The energy consumption at the medical sensor is studied taking into account the status of the patient (see Fig. 3). In this study, the EASaM used the same initial energy of the modified LED*, where the initial power of the medical sensor is initialized to 700 units. The consumed energy at the medical sensor for one sensed data is 0.1 and 1 respectively.

Fig. 3.
figure 3

Energy consumption.

The size of sensed and transmitted medical data has an important impact on the consumed energy at the medical sensor. EASaM approach will highly outperform the modified LED* by reducing the consumed energy at the medical sensor due to reducing the sensed and sent medical data to the gateway.

4.3 Data Integrity

This section studies the effect of the proposed EASaM on data integrity. EASaM presents the results for two cases: normal and critical patients (see Fig. 4a and b), while the results of the modified LED* for a normal patient presented in Fig. 4c.

Fig. 4.
figure 4

Data integrity: (a) low-risk patient, (b) high-risk patient of EASaM, (c) low-risk patient of the modified LED* [13].

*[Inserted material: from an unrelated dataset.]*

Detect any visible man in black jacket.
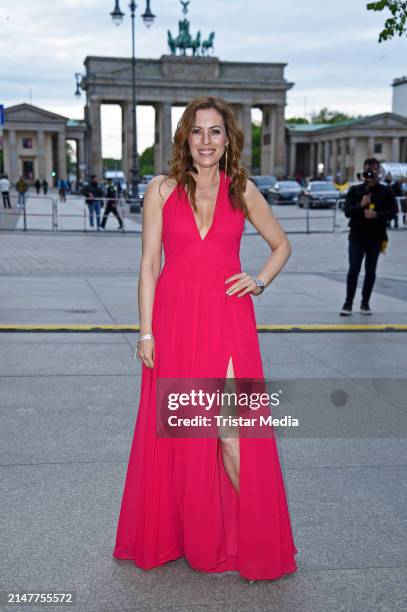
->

This experiment is performed with Adaptive Sampling (AS) and without Adaptive Sampling (NS) based on the captured medical data per period. It is obtained during scores distribution comparison (NEWS). The scores distribution for NS and AS is achieved for 8 elected periods of 70 periods to show the size of sensed medical data and their scores distributions at the medical sensor. The EASaM decreases the captured medical data for a normal patient in these selected 8 periods up to 85% (see Fig. 4a) compared with modified LED* (see Fig. 4c) that decreases the same captured medical data for the same patient up to 64.5%.

In the normal case of the patient, the kinds of scores are restricted to the score 0. This led to a large decrease in the captured medical data of the medical sensor. Furthermore, the EASaM decreases the medical data for the elected 8 periods up to 80.75% while keeping a proper description of whole scores at the gateway. Therefore, it can be noticed that EASaM guarantees a suitable level of data integrity of the captured medical data whilst preserving all scores without waste at the gateway.

5 Conclusion and Future Work

This paper proposed an energy-saving Adaptive Sampling Mechanism (EASaM) for patient health monitoring in IoT networks. EASaM achieves two main steps: emergency detector and adaptive sampling at each medical sensor. The conducted results show that EASaM is better than modified LED* in terms of energy-saving, data reduction, and data integrity. We plan in the future work to extend the work to achieve multisensor sampling using machine learning and decision support at the gateway to decide the status of the patients.